The Enforcement Bureau of the Federal Communications Commission (“FCC”) has issued an Enforcement Advisory reminding broadcasters of their obligations to comply with the Sponsor Identification laws. The requirements under Section 317(a)(1) of the Communications Act of 1934, as amended, and section 73.1212(a) of the Commission’s rules, mandate that when a broadcast station transmits any content matter for which it has been compensated, the broadcast must announce: “(1) That such matter is sponsored, paid for, or furnished, either in whole or in part, and (2) By whom or on whose behalf such consideration was supplied.” In other words, if it's pay to play content, viewers must be told.
What triggered this Advisory? The Advisory itself doesn’t say. But the Advisory does explain why it is important for broadcasters to enforce the sponsor id requirements, namely that “broadcasters who air paid-for programming without disclosing the program’s sponsor can mislead the public and promote unfair competition. Such non-disclosures foster the perception by the public that a paid announcement is the station’s editorial content, while concealing that the station is being paid by a third party to promote a particular message. That impression can also give undisclosed sponsors an unfair advantage over competitors whose paid programming is properly disclosed as paid-for material.” So, both viewers and competition are hurt when broadcasters don’t comply with sponsor id laws.
And, to make sure everyone gets the point of this Advisory, it includes a reminder about the penalties for failing to comply: “sanctions including, but not limited to, imprisonment and/or substantial monetary forfeitures.”
Not a broadcaster and wondering what this has to do with you? Well, if you’re an advertiser and create native advertising for broadcast, it seems likely the networks airing your content (perhaps even helping you create it) may exercise more care to ensure that the content is clearly and conspicuously presented as branded content.

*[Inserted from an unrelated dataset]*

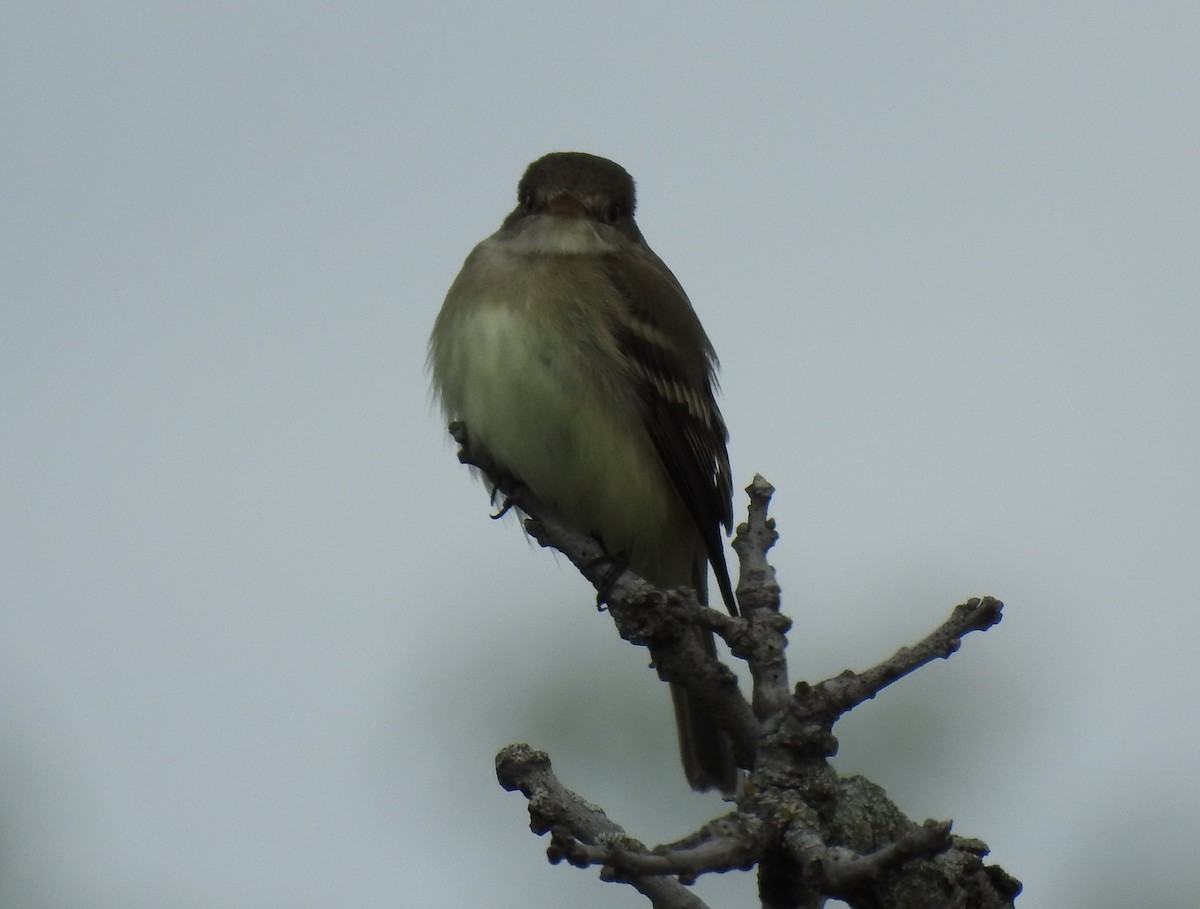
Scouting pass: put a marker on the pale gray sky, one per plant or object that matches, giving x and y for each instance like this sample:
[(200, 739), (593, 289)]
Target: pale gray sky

Remember too that the FTC’s own Enforcement Policy Statement on Deceptively Formatted Ads and its Native Advertising Guide also mandate these disclosures to ensure that viewers are not misled by the blurring of lines between editorial and commercial content. As the FTC has stated in its rules and its enforcement actions, ads are deceptive “if they convey to consumers expressly or by implication that they’re independent, impartial, or from a source other than the sponsoring advertiser – in other words, that they’re something other than ads.”
Enforcement actions to come? Stay tuned.
(Description of graphic for visually-impaired readers: photograph of an old fashioned television with antennas against a wall with striped wallpaper.)